Zohran Mamdani and State-Run Supermarkets
Zohran Mamdani, the Democratic Mayoral candidate of NYC, wants to establish state-run grocery stores that are designed to save customers’ money by eliminating the profit motive (https://foodtank.com/news/2025/06/city-owned-grocery-stores-a-bold-fix-for-food-insecurity/). Socialists see eliminating the profit motive as a virtue of their various policies and programs, but it is precisely those profits and losses that are necessary for increasing the affordability of goods and services. Walter E. Williams (2008) argues that rather than being exploitative, “profits are incentives for firms to satisfy customers, find least-cost production methods and move resources from low-valued to high-valued uses” (p. 90). Since Zohran Mamdani’s state-run grocery stores will not react to the signals given by profits and losses, they have no incentive to reduce costs or offer higher quality services than their competitors. Ludwig von Mises (1944) points out that if state-run enterprises are not making profits, then they are probably losing money, which means taxpayers will have to make up the difference. Mises writes: “When the government tries to eliminate or to mitigate this dependence [on profits] by covering the losses of its plants and shops… The means for covering the losses must be raised by the imposition of taxes” (p. 70). State-run grocery stores will not save money for New Yorkers overall; they will pay low prices at the cash register—assuming the artificially low prices do not lead to shortages or rationing—but then pay more in taxes to subsidize an inferior product.
— Colin Braman
References
Ludwig von Mises (1944). Omnipotent Government: The Rise of the Total State and Total War. Liberty Fund.
Walter E. Williams (2008). Liberty vs. The Tyranny of Socialism: Controversial Essays. Hoover Press.
Walter E. Williams and Ibram X. Kendi on Welfare Hypocrisy
Conservatives have long criticized welfare programs for being counterproductive. By providing unconditional handouts to the poor, the government encourages people to remain poor by removing their incentive to develop their human capital. Professor Ibram X. Kendi notes that those who take this position are hypocritical for remaining silent when it comes to government handouts for the middle and upper classes. Conservative politicians will blame social problems in the Black American community on government handouts, but at the same time who will say nothing “about rich White people who depended on the welfare of inheritances, tax cuts, government contracts, hookups, and bailouts…the New Deal, the GI Bill, subsidized suburbs, and exclusive White networks” (p. 154).

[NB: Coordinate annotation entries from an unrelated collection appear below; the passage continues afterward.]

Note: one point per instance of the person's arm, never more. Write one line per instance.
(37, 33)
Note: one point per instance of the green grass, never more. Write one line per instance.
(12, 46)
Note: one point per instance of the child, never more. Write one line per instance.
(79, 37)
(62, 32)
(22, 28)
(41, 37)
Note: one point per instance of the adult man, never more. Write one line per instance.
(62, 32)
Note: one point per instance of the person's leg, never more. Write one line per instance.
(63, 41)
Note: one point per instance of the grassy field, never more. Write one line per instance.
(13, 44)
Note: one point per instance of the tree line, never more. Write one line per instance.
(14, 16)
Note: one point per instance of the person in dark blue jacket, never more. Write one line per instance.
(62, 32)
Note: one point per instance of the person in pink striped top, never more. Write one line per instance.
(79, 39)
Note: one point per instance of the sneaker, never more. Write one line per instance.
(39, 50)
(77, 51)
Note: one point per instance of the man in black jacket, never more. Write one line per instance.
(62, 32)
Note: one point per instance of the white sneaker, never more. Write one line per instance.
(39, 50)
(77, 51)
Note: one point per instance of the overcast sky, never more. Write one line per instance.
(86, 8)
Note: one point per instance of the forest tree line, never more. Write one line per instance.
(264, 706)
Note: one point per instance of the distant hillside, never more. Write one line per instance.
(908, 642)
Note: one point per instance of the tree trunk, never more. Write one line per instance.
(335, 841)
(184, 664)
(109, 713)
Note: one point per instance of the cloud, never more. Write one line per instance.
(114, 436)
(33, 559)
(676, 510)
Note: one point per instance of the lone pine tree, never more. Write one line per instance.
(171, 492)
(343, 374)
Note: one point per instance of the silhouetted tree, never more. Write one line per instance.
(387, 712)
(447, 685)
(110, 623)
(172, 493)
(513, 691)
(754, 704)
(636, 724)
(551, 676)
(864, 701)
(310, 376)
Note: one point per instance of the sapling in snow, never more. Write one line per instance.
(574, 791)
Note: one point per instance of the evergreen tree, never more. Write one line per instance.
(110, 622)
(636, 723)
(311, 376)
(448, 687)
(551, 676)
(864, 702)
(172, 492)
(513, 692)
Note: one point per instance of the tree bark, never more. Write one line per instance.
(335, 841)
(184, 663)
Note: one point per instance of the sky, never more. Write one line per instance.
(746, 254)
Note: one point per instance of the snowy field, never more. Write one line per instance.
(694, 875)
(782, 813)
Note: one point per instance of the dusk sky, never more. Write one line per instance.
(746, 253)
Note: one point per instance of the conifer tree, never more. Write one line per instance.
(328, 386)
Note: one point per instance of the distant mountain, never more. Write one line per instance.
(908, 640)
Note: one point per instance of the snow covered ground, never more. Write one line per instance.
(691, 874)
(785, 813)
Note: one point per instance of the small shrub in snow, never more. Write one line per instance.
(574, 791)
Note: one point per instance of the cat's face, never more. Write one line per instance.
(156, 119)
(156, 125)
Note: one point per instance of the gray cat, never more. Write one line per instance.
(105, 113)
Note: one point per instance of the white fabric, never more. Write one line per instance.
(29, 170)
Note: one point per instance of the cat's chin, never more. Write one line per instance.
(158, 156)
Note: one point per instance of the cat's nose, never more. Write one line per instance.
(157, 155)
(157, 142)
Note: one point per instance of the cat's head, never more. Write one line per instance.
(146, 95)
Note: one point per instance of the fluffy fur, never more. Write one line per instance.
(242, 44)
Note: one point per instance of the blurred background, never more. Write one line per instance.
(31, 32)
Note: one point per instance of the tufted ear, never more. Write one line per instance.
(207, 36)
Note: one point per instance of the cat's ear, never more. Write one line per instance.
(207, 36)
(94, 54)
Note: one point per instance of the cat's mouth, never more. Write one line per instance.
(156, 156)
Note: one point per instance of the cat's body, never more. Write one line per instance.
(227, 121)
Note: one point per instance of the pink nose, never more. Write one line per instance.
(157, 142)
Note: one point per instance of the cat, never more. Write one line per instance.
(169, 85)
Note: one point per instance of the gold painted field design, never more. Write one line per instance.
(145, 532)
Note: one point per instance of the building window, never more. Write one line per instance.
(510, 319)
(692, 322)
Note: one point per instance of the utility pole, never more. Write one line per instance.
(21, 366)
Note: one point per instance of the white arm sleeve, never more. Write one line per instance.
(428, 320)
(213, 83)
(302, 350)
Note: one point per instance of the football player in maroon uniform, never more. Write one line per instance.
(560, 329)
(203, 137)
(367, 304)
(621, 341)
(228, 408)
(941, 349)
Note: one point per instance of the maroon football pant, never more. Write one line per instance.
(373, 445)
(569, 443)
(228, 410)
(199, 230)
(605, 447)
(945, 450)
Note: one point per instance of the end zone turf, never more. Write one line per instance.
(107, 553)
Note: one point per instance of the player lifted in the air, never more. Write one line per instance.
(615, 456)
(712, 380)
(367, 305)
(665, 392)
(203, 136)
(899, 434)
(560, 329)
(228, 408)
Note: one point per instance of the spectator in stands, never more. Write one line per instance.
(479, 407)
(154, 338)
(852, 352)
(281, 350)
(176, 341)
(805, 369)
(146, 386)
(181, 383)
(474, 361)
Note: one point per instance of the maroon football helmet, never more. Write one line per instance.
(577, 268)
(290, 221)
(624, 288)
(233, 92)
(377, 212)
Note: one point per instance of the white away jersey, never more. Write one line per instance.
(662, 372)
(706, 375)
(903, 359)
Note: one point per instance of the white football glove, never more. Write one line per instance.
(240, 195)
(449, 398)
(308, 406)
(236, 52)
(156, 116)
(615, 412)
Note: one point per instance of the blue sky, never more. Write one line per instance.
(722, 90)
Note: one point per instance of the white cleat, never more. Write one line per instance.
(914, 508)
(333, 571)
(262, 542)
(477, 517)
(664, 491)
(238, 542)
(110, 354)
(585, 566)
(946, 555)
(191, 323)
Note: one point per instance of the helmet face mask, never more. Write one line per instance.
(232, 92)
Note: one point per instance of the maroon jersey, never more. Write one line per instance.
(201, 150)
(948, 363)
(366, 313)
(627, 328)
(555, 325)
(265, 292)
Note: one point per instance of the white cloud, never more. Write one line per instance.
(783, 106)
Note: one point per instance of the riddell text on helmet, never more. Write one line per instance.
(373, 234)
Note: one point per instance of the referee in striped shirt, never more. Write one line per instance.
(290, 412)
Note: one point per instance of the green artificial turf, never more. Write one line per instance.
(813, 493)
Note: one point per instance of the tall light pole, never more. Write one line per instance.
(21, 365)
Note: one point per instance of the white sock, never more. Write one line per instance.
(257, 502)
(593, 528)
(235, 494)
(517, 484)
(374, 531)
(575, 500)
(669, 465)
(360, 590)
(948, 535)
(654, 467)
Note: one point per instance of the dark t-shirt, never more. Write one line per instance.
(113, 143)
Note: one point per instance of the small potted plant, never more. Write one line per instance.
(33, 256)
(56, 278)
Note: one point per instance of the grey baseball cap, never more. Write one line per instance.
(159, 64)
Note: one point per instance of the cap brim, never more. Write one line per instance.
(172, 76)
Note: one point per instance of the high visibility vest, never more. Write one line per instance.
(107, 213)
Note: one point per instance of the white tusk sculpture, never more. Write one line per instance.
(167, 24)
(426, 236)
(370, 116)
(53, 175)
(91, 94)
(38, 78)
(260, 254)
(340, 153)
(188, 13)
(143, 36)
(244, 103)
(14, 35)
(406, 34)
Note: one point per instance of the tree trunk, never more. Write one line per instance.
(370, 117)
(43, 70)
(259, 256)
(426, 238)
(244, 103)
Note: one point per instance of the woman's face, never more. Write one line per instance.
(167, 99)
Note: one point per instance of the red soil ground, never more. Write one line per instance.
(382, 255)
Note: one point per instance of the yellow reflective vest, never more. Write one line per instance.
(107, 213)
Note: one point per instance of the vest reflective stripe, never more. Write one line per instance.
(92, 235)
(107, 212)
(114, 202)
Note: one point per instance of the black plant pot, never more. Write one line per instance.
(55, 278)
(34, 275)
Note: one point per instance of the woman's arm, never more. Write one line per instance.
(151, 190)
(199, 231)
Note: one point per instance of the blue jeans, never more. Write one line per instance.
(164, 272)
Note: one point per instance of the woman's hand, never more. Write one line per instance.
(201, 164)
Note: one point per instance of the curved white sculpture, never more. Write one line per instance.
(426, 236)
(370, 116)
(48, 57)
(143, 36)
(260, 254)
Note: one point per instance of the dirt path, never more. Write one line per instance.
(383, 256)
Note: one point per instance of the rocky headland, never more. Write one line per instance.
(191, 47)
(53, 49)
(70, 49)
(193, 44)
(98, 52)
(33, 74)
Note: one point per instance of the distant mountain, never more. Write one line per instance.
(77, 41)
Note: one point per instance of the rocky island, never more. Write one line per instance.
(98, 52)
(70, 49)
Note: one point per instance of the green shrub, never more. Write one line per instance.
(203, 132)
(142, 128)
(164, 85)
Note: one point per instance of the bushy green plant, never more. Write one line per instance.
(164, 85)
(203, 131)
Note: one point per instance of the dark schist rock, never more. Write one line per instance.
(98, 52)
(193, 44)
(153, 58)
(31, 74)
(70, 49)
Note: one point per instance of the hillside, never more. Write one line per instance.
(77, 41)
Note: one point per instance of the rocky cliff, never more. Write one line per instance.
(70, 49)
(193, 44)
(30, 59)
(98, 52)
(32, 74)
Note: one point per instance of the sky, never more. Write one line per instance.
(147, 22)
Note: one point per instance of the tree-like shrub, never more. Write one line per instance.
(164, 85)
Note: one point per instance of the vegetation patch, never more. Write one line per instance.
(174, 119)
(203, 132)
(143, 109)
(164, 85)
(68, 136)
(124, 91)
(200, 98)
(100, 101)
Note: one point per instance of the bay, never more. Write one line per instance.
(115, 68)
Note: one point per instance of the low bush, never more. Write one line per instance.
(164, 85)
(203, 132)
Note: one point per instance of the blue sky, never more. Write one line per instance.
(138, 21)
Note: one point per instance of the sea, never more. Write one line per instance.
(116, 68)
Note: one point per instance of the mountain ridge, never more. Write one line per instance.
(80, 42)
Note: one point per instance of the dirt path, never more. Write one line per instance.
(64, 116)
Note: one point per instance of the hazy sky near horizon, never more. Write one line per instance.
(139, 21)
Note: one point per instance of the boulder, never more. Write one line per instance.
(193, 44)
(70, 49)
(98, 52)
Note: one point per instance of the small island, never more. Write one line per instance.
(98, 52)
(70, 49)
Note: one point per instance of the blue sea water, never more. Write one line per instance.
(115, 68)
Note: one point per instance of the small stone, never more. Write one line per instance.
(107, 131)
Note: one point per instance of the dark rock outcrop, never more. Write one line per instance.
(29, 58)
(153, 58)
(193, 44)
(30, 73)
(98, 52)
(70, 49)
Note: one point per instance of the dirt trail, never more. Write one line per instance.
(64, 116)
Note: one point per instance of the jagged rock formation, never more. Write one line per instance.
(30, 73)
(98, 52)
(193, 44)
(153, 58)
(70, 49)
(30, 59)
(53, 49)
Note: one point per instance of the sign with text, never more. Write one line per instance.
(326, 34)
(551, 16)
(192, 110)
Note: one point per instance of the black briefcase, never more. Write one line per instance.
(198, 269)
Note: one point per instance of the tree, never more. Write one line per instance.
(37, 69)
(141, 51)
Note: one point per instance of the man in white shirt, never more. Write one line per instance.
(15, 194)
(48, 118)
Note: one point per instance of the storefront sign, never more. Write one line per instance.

Libertarian-minded individuals have consistently agreed with Kendi’s critique. If government handouts are detrimental to the poor, then there is no reason why handouts to corporations would be any less deleterious. The economist Walter E. Williams, who was no ally of the political Left or anti-capitalist ideologies, likewise criticized Republicans who support corporate subsidies but oppose federal welfare schemes or student loan forgiveness on the grounds that such policies are too expensive or are immoral because they force one person to pay for the livelihood of another who did not earn it. If Republicans extended their critiques of the welfare state to include the tens of billions of dollars the federal government gives in corporate subsidies, then the nation might actually reduce federal spending. When Republicans were trying to reform welfare in the 1990s, Williams stated: “How can you possibly talk about slamming the handout door on a poor, lazy, good-for-nothing welfare recipient while at the same time sponsoring handouts for members of America’s Fortune 500?...Republicans would be on far greater moral...footing if their version of welfare reform included government corporate handouts” (p. 56-57)
— Colin Braman
References
Ibram X. Kendi (2019). How to be an Antiracist. One World.
Walter E. Williams (1999). More Liberty Means Less Government: Our Founders Knew This Well. Hoover Institution Press.